The program of the conference was rich, with important research by students and junior and senior scholars on topics ranging from the early Paleolithic in Japan to Ritual Spaces, Images and Artifacts in areas of China, Siberia, Korea, Japan, and Mongolia, and of course, several sessions on aspects of the archaeology of Mongolia. One of my significant take-aways was that the transition from hunter-gatherers in Mongolia was not to an agricultural-based society but instead to a mobile pastoralist one. It underscored for me the important role landscapes play in the development of human societies.

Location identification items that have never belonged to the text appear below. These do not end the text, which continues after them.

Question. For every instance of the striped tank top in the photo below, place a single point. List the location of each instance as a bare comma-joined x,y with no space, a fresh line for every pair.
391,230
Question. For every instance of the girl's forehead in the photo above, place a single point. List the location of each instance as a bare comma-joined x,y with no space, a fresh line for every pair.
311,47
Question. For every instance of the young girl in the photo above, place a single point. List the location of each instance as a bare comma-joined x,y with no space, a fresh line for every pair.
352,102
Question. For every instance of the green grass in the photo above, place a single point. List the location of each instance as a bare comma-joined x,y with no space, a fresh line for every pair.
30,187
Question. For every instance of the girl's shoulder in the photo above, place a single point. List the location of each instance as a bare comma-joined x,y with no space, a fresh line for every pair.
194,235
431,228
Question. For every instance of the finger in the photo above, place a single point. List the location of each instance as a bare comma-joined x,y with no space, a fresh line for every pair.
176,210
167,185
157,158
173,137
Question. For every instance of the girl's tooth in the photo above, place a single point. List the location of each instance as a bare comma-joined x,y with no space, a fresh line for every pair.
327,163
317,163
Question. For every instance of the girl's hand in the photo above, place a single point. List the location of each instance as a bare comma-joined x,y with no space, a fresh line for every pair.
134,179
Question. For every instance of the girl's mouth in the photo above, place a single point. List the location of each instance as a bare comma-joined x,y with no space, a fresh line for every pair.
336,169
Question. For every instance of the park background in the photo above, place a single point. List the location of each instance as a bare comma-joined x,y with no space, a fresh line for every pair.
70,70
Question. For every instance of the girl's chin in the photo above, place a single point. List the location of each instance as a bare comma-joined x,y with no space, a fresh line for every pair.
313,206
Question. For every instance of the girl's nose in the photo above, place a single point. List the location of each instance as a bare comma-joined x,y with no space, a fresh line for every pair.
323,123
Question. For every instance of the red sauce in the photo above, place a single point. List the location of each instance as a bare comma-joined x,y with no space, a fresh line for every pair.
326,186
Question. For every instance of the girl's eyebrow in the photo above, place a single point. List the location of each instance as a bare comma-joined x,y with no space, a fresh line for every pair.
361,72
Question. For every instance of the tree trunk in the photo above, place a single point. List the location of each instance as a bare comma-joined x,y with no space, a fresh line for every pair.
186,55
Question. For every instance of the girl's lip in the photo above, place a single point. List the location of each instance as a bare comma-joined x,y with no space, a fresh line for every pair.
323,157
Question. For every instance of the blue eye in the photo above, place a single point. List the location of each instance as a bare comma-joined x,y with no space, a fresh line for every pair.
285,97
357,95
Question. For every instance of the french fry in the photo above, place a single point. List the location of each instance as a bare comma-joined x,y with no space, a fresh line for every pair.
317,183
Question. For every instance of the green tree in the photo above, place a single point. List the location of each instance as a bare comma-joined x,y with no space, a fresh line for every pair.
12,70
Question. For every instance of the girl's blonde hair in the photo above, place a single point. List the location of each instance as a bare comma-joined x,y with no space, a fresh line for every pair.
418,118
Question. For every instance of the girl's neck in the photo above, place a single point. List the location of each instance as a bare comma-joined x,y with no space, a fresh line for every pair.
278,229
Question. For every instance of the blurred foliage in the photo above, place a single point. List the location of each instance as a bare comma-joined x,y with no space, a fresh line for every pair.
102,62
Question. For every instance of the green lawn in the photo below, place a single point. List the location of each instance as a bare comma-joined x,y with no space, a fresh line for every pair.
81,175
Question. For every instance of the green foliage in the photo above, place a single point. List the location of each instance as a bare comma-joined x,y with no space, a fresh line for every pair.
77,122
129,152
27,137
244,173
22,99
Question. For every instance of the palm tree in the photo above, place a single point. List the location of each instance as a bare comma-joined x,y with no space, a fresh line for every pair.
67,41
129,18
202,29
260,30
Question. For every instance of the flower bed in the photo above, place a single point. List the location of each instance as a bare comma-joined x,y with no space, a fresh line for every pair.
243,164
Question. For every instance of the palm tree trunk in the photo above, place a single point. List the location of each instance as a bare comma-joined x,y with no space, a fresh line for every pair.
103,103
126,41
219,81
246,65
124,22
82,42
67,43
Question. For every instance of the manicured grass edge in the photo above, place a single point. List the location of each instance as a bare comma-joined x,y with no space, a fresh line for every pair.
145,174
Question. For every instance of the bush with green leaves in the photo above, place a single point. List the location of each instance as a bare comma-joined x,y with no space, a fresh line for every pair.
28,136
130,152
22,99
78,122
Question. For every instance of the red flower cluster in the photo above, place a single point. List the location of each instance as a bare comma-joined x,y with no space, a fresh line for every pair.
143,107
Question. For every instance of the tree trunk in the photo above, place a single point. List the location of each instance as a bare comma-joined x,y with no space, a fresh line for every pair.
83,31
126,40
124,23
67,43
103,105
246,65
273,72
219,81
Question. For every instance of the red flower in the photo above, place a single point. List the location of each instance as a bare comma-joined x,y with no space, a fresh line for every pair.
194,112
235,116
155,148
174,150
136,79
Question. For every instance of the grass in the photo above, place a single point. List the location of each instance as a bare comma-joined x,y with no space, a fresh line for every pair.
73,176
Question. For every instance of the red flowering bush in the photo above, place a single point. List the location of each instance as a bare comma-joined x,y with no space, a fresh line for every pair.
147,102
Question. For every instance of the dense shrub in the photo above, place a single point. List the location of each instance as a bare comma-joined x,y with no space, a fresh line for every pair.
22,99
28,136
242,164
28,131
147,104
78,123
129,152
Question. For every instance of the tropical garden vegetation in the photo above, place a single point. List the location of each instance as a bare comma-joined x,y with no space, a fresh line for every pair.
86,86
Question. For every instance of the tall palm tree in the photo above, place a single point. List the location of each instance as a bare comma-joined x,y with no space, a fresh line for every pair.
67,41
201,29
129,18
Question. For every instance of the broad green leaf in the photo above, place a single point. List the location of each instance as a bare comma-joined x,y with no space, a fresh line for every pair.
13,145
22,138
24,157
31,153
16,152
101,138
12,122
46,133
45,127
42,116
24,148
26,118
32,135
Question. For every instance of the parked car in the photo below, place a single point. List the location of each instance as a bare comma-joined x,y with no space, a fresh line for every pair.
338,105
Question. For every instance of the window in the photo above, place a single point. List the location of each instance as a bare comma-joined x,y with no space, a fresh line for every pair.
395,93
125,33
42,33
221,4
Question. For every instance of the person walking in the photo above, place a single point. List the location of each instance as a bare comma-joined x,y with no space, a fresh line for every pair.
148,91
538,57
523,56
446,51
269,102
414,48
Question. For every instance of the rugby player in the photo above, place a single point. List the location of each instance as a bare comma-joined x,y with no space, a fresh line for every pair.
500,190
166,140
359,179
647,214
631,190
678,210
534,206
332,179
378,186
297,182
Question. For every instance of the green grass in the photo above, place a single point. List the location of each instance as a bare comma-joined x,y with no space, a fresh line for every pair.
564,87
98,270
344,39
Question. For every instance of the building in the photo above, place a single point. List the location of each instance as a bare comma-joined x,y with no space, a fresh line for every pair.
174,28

Having studied early periods in the Ancient Near East and China, but not the steppe, I found the papers that addressed this phase of the archaeology of Mongolia an important contribution to my education!
During the meeting we toured the National Museum of Mongolia, which contains many of the archaeological collections from excavations in Mongolia, as well as ethnographic material. It was very exciting for me to see in person a cast bronze helmet that I have written about as part of a study on east-west Asian exchange (see “Helmets and Mirrors: Markers of Social Transformation” on my academia.edu page), having previously had only photographs generously supplied by my colleague Diimaajav Erdenbaatar, the excavator, one of Mongolia’s distinguished archaeologists.
Subsequent to the meeting, a group of 40 of us headed out onto the steppe for five days to visit archaeological sites, the tour organized by Dashtseveg Tumen, another distinguished Mongolian archaeologist. The extraordinary landscapes of Mongolia are breathtaking and the distances are vast, much of it pasture for the herds of sheep, goats, horses, cows and yaks. We were fortunate to be there during a time of seasonal migrations, so we could see the now partially modernized process – the gers and belongings often being moved by trucks, the herds however on the hoof. Highlights of the sites we visited were a large deer-stone group in the Khanui Valley and the site Kara Balgas (“Black City”) in the Orkhon Valley, a Uighur capital now being excavated by Jan Bemmann, who will be a Visiting Research Scholar at ISAW next year.